Absolutely not! You have 14% going to OMAP code which happens to be
under arch/arm/ but there is nothing ARM specific in there. If OMAP was
using a PPC or a MIPS core then you'd have the same result except under
arch/powerpc or arch/mips. There is very little in terms of ARM
specific peculiarities under arch/arm/mach-omap2/ in fact.
And it happens that, after all the beating we've made on those embedded
(ARM) SOC manufacturers, trying to push the point home that it is far
better for everyone to have support merged in the mainline kernel
instead of keeping their patches piled up into an obsolete kernel
version, it happens that the OMAP folks are the top champions when it's
time to upstream their code. Are we going to complain to them now that
they're doing exactly what the upstream kernel community people have
been asking of them for so many years?
> And that's despite the fact that one of those architectures
> (unicore32) is a totally new architecture, and despite m68k having
> gone through a first-level unification of nommu and mmu code!
So what? That only shows that those architectures are not being used as
much as ARM is. This is probably just a reflect of actual market share.
> And was this just a fluke? No. Doing the same for 2.3.37..38 gives
> 58.3% for arch/arm (and in that release we had a blackfin unification
> effort, otherwise arm would have been an even bigger percentage).
And don't be surprised if the dirstat result for arch/arm/ goes up even
further in the near future. Other SOC manufacturers which happen to
have chosen an ARM core for their CPU are also coming out of their
moronic stupor and waking up to speed with this Open Source thing. If
they were choosing a MIPS core this could rebalance the dirstat, but
they happen to also have an ARM core with a _completely_ different
architecture around it since that's what they compete over. If ARM Ltd
was to dictate everything composing the ARM architecture like what
happened on X86 then you'd end up with a much lower level of competition
and innovation.
If that means doing someting similar to "git mv arch/arm/mach-omap2
arch/omap2" for the dirstat to be more meaningful then let's do it. But
I think that a different interpretation of the one you did would be more
appropriate here.
> That's ridiculous. It's entirely due to the whole f*cked-up arm ecosystem.
Well, let's face it, ARM is at the moment highly successful. And yes it
might be destabilizing as ARM might be surpassing the X86 kernel
development rate while X86 always used to be the ultimate reference.
But calling the whole ecosystem "f*cked-up" because we have issue
scaling to it properly is a rather cheap argument.
> Something needs to be done. A small part is to make sure the source
> code is more hierarchical, so that we don't have those crazy shared
> data-files that are ugly as hell and get conflicts because different
> boards all think they need to care.
Absolutely!
> But the larger problem is that somebody really REALLY needs to think
> about how to get those crazy board details out of the kernel entirely.

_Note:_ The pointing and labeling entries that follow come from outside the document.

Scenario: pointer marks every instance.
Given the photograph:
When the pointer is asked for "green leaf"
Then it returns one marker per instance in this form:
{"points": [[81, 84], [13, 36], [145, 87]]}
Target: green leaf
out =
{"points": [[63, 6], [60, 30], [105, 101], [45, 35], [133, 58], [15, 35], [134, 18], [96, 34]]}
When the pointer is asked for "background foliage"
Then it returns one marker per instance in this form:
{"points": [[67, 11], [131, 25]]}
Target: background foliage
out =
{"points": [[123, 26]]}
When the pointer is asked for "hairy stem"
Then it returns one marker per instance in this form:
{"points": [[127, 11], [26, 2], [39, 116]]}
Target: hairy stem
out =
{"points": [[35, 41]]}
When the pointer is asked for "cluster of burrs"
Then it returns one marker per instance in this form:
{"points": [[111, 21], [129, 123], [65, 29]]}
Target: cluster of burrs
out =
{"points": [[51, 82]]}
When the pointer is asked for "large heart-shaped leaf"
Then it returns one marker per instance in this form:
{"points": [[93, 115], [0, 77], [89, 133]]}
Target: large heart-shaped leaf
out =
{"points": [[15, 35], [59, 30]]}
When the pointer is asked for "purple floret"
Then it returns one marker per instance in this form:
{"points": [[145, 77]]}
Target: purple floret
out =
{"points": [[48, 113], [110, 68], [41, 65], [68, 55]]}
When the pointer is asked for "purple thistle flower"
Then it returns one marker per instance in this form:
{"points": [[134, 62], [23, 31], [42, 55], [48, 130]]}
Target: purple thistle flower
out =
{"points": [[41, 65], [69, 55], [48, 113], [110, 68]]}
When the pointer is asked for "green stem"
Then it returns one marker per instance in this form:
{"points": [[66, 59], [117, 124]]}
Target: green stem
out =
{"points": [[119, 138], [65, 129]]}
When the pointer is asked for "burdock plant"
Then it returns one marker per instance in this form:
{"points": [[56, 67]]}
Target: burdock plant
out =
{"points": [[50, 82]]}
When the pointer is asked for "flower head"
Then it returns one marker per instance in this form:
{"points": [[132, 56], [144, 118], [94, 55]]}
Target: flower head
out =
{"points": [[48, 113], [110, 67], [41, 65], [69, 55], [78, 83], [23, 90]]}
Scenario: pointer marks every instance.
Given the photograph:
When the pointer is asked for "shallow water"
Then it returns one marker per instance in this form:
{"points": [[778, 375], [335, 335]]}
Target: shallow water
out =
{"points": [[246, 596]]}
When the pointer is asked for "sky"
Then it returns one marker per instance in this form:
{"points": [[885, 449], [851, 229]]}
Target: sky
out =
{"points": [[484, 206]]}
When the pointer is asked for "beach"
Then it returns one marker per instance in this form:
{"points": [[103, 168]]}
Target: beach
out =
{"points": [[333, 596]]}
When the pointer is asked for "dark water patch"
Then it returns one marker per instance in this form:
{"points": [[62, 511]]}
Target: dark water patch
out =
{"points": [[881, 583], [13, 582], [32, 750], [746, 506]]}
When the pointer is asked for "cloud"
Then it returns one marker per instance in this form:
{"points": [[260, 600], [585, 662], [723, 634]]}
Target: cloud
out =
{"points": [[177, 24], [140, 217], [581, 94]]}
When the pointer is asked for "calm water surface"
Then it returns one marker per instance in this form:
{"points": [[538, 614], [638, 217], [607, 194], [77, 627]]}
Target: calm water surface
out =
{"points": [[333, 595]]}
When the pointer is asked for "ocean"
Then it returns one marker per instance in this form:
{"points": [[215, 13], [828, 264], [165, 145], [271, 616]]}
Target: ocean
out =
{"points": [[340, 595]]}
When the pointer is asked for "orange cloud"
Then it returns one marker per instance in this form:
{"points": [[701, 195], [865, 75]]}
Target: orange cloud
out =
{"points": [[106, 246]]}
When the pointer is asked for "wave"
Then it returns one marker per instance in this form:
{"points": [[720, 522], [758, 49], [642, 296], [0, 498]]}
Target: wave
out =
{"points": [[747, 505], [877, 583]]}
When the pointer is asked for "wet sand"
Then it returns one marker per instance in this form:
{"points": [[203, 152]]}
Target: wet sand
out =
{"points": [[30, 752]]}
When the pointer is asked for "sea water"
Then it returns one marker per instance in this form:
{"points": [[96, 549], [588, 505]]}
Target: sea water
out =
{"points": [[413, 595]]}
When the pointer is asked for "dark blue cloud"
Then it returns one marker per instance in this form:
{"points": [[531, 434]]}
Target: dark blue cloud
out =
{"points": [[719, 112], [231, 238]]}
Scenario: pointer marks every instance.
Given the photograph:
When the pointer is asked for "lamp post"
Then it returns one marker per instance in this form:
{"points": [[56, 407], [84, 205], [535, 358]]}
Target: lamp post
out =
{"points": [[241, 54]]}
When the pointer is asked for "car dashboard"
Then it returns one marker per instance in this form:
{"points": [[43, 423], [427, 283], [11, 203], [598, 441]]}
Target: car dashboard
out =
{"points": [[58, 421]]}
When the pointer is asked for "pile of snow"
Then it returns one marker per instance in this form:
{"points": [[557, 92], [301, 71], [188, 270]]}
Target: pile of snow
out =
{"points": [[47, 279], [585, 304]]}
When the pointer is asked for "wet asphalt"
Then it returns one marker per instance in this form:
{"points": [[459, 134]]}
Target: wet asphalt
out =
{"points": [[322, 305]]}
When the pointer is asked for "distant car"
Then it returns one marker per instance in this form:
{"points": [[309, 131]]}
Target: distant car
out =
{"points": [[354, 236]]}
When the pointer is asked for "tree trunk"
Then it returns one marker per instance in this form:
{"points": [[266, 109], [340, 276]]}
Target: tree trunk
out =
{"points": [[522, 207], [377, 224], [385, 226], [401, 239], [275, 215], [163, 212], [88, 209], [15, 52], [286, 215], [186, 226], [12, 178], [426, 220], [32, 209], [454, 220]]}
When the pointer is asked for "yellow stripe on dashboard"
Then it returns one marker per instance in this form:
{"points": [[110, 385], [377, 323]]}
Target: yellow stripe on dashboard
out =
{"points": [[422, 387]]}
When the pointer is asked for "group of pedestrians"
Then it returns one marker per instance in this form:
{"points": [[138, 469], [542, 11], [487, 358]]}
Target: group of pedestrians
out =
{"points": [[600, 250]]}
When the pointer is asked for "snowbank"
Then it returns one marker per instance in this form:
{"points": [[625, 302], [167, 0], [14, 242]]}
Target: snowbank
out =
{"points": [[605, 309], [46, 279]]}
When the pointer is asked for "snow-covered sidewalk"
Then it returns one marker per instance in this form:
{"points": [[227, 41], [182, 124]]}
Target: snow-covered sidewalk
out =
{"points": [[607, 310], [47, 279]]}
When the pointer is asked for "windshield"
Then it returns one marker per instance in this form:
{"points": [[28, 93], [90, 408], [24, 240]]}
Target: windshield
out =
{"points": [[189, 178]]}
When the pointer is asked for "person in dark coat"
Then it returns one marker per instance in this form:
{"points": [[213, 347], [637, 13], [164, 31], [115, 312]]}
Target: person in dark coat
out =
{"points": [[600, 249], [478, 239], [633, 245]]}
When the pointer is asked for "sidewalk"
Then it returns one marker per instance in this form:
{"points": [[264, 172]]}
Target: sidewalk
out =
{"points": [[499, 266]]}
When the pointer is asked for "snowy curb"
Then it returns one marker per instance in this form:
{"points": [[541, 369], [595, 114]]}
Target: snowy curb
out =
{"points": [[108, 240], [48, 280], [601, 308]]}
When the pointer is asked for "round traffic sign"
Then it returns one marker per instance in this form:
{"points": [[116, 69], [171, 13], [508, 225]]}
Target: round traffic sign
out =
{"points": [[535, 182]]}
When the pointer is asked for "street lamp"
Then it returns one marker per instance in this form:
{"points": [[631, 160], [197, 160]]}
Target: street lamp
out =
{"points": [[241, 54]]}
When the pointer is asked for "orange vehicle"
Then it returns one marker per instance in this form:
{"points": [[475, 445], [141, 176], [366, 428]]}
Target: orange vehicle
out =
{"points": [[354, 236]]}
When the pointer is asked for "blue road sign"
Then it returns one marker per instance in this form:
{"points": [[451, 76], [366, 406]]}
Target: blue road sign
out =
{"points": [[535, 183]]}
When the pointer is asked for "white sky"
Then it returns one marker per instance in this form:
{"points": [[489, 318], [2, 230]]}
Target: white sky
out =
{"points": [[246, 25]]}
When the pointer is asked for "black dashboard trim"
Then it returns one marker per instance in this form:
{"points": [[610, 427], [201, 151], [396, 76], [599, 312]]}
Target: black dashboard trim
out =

> Having per-board drivers for real hardware is sane - having to have
> per-board detail files for clock chips is just crazy. Split off that
> thing a "Linux ARM second-stage bootloader" project that has the
> per-board tables or something. Don't pollute the main kernel with
> crazy details like this.
There is on-going work to bring device tree support to ARM. Maybe that
will be the way to go to move those clock details out of the kernel.
And maybe that will become another unfixable PC BIOS fiasco. We'll see.
I don't particularly like the idea of _more_ APIs between bootloaders
and the kernel. Keeping everything fixable in only one place is way
more convenient than the burden of the occasional merge conflict.
Sure, something has to be done to minimize the pain, your pain, but not
by increasing the pain elsewhere. I think that you know pretty well
already how painful dealing with BIOS data, or ACPI, or any other vendor
controlled (sometimes closed source) config tables might be. We've
sidestepped that pain entirely on ARM so far and that really feels good.